Poi da Radio Popolare emerge che Giulio poteva aver iniziato a provare qualche preoccupazione. Poteva essere proprio lui quel ragazzo straniero arrestato dalla sicurezza il giorno della sua scomparsa, il 25 gennaio, anniversario della Rivoluzione egiziana.

La sua ricerca sui sindacati indipendenti nell’Egitto post rivoluzione lo aveva portato a fare conoscenza “delicate” nell’Egitto di ‘Abdelfattah As-Sisi. Una ricerca tra interviste a sindacalisti e relazioni con esponenti dell’opposizione.

Di recente aveva partecipato ad una riunione dell’Unione sindacale per il commercio e i sevizi dei lavorati che aveva radunato esponenti del mondo sindacale da tutto il Paese (dal Sinai ad Alessandria a Il Cairo) per discutere di una strategia volta a superare l’emarginazione di lavoratori e dei loro rappresentanti.

Le 50 organizzazioni presenti (trasporti, istruzione, l’agricoltura ecc.) avevano siglato un accordo conclusivo nel quale si condannava l’ultima circolare del presidente egiziano. As-Sisi chiedeva ai suoi ministri di tagliare i ponti con l’Unione generale dei sindacati. La comunicazione del presidente mirava a frenare il movimento dei lavoratori.

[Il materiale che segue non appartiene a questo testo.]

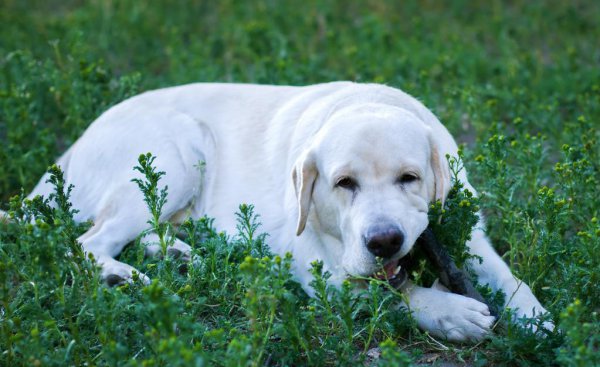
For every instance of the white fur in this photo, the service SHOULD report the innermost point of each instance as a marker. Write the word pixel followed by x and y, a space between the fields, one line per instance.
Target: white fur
pixel 282 149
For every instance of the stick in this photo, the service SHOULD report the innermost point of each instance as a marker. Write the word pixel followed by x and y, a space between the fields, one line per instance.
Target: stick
pixel 451 276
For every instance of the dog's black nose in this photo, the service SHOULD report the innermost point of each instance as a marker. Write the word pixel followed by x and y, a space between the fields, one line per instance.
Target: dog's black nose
pixel 384 240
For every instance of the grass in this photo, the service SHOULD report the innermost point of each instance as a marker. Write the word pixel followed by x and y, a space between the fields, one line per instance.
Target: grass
pixel 518 83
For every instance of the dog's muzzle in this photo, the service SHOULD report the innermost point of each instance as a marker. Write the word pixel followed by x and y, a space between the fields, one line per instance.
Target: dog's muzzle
pixel 384 240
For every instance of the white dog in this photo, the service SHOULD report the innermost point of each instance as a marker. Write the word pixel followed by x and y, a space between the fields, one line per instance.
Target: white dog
pixel 339 172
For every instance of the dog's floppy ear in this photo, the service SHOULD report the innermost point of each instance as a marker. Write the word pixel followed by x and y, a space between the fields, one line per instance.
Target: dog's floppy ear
pixel 304 176
pixel 441 171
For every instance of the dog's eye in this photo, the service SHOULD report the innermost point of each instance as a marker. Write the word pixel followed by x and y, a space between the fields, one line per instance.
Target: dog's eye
pixel 407 178
pixel 347 183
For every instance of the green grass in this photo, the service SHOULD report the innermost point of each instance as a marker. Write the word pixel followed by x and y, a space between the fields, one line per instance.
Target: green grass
pixel 518 83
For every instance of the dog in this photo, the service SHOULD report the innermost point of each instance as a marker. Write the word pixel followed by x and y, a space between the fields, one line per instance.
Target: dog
pixel 340 172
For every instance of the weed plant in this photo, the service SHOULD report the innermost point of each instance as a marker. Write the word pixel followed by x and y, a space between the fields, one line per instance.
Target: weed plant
pixel 517 82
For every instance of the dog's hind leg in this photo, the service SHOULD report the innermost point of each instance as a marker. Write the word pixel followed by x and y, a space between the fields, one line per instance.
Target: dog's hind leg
pixel 124 216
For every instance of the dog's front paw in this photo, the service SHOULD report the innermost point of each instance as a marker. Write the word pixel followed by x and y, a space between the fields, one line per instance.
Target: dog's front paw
pixel 450 316
pixel 116 273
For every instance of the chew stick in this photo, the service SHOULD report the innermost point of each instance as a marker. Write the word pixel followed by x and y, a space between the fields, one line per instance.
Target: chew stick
pixel 451 276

“Il peggior grado di libertà d’espressione”, così descriveva Giulio lo stato dei sindacati in Egitto che lui studiava in relazione al trattamento che il governo egiziano ne faceva dal 2013. Gli attacchi ai diritti e alle libertà sindacali, la frustrazione della categoria dei lavoratori che dalla posizione di emarginazione a cui erano stati condannati dal potere faticavano a tradurre la volontà in iniziative concrete.

Resta incerto l’esito delle indagini come resta improbabile pure una rottura tra i due Paesi anche se si dovesse confermare la tesi della responsabilità pubblica egiziana. I metodi utilizzati per privarlo della vita potrebbero essere gli inequivocabili segni di tortura tipici del ricorso all’uso della forza e degli abusi delle forze di sicurezza. 

In queste ore si fa strada un’altra ipotesi, quella della possibile occultazione del cadavere di Giulio da parte dei servizi di sicurezza egiziani che si sarebbero macchiati di questo reato.

Secondo certa stampa, italiana ed egiziana, nei giorni appena precedenti al ritrovamento del corpo di Giulio, il responsabile italiano per la sicurezza esterna, il Gen. Manenti, si trovava al Cairo per fare pressioni sulla controparte egiziana, affinché accelerasse le ricerche. Il corpo di Giulio è stato ritrovato nel fosso sulla via per Alessandria a poche ore dalla partenza di Manenti.